In science, the race to be first to publish a groundbreaking result means the world: acclaim, funding, promotion, tenure, prizes. Every day, researchers place their trust in the editors of the leading biomedical journals. At three of the leading journals—Nature, Science, and Cell (sometimes dubbed the CNS journals)—the editors are full-time professionals, not part-time academics. As Mojica, Vergnaud and many others can attest, unsympathetic, indecisive, or ill-informed editors and reviewers can make mistakes or cause excruciating delays in publishing decisions, often requiring authors to waste months in search of a suitable home for their findings. In early 2012, the publishing gods struck again.

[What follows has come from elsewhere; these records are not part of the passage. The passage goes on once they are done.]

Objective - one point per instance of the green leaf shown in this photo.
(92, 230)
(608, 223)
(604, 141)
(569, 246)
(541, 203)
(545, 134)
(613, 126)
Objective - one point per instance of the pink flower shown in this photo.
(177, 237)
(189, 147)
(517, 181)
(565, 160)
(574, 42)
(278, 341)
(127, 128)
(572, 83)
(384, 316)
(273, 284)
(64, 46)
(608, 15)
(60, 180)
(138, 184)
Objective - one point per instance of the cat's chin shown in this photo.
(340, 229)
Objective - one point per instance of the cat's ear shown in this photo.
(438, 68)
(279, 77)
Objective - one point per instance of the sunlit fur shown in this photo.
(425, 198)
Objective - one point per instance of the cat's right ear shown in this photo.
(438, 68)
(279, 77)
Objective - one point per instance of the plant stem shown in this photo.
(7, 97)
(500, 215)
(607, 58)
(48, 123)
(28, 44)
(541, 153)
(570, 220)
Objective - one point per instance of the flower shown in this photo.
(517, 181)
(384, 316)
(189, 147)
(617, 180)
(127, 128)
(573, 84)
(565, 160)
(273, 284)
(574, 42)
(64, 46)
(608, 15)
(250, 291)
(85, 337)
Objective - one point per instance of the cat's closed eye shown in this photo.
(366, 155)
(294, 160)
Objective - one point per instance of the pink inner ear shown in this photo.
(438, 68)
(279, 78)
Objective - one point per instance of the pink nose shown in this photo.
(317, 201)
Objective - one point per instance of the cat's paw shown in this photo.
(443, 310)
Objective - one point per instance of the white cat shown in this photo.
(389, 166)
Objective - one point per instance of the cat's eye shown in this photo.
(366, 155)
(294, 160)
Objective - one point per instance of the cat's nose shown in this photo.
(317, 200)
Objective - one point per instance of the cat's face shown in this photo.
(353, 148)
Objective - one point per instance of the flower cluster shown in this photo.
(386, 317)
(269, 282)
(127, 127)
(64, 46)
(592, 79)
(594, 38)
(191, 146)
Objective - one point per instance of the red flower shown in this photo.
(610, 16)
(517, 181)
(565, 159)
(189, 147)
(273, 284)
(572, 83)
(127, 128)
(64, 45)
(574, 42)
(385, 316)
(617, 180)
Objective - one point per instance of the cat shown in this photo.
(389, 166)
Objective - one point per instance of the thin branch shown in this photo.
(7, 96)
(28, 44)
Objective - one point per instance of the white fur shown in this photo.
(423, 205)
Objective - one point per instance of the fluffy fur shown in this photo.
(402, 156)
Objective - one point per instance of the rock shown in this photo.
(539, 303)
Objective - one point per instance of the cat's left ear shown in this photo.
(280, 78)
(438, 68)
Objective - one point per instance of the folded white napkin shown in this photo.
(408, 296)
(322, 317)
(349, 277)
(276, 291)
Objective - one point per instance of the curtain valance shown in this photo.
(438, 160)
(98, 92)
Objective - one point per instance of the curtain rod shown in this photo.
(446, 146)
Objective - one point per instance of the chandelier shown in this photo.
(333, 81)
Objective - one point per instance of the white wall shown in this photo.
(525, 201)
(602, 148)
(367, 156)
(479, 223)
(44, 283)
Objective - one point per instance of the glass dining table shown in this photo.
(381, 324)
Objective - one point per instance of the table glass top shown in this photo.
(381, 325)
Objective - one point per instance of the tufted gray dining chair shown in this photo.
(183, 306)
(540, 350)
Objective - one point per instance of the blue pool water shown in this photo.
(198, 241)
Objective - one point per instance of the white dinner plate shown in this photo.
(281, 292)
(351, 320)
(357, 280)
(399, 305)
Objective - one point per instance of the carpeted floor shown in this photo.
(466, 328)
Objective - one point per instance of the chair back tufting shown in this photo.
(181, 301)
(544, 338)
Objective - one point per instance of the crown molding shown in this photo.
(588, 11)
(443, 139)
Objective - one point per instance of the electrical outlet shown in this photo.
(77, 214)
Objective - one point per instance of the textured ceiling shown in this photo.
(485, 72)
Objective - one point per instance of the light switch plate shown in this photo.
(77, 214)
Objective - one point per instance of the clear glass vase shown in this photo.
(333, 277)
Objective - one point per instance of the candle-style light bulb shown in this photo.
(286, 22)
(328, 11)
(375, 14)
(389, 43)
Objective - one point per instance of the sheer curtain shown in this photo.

For five years, Šikšnys, the Lithuanian biochemist, had been collaborating with Horvath and Barrangou. After successfully transferring the CRISPR system from S. thermophilus to the lab-friendly E. coli, he surprisingly found that it could still defend against invading DNA, despite the two bacteria species being very distantly related in evolutionary terms.14 The next step was to sequentially strip away each of the four Cas genes adjacent to the CRISPR array and watch what happened next. Removing three of the four genes had no effect on phage defense, but inactivating Cas9 crippled the defense system, like disabling an alarm system. It was a sure sign that Cas9 was the key ingredient in the interference provided by CRISPR. One of Šikšnys’ students, Giedrius Gasiunas, succeeded in isolating active Cas9 in a tube. “I still remember the excitement when he actually did the first experiment,” Šikšnys recalled, cutting DNA in a programmable fashion using the purified Cas9. He had published dozens of papers in good journals, but this was a big story worthy of a very big journal.